Mais de 40 anos depois de ter feito a sua primeira viagem, em 1981, o Jaques deixou a sua casa, as Ilhas Selvagens. A Madeira agradeceu-lhe a dedicação, mas o tempo não vai esquecer a pessoa cuja história se confunde com a do território mais a sul de Portugal.

O Vigilante da Natureza Jaques habituou-se a gostar das coisas básicas da vida e a dar-lhes valor de ouro. Tem a sabedoria de um investigador e a experiência de um cientista e vai arranjar desculpas para, nos próximos anos, continuar a descer até ao lugar onde passou a lua de mel. Afinal, estava de serviço e teve de apanhar boleia de uma traineira para chegar a tempo ao altar. Uma espécie de “vou ali casar e já venho”. Gosto dele. É impossível não gostar da sua simplicidade, da sua humildade, da sua incrível paciência para responder mil e uma vezes às mesmas perguntas. Gosto da forma como se enervava quando tinha “casa” cheia e evitava que pisassem em sítios errados, não fosse haver um ninho soterrado e camuflado na areia.

Sinto-me uma privilegiada. Desci às Selvagens 21 vezes ao longo de dez anos para escrever um livro sobre ele e os colegas vigilantes. As suas histórias de vida e de aventuras. Custou-me, só ele, algumas viagens para encurralá-lo dentro de um navio da Marinha e responder às minhas perguntas. Ouvi as melhores narrações sobre as Selvagens vindas da sua memória, o saber que deixou aos mais novos e o medo de perder o recorde de 76 dias ali passados, num tempo em que os dias eram contados pelos dedos e pelos diários. O Jaques recebeu Filipe, Duque de Edimburgo como quem recebe um visitante qualquer. Aquele era o “seu” palácio, o seu reino, feito de pássaros e osgas, plantas infestantes e roedores. Mas não importava. As suas piadas eram únicas, carregadas de ironia, ditas com ar sério de quem sabia que estava a enganar mais um jornalista incauto.
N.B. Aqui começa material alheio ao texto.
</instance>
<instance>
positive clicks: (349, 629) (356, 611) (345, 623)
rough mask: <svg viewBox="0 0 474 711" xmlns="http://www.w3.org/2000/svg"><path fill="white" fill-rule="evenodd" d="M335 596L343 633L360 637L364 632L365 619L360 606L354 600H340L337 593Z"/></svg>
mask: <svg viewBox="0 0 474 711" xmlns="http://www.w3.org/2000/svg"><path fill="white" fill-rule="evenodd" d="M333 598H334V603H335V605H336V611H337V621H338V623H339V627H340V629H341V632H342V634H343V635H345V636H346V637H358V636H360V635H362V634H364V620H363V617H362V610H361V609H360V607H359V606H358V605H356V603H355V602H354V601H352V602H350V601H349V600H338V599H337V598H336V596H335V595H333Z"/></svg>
A Madeira fica a dever ao Jaques, que agora se reforma, a responsabilidade do início da preservação das Ilhas Selvagens durante 40 anos. Desde o tempo em que, com Fernando e Filipe Almada, via a comida desaparecer por falta de condições de mar. Desde o tempo em que o mundo só chegava através de um rádio de pilhas e bom tempo em Canárias. Era o tempo de falar espanhol, de permanecer três meses na Reserva Natural, de conhecer o filho quando este tinha apenas dois meses.

Velejadores de todo o mundo vão certamente continuar a mandar-lhe postais no Natal. Prendas por portadores, abraços por marinheiros, saudades por mergulhadores. O “vigia das ilhas” fez amigos de todos os mares. Aqueles que terão um mar de lembranças e lhe deixam, hoje, um agradecimento do tamanho do oceano. Obrigada, Jaques.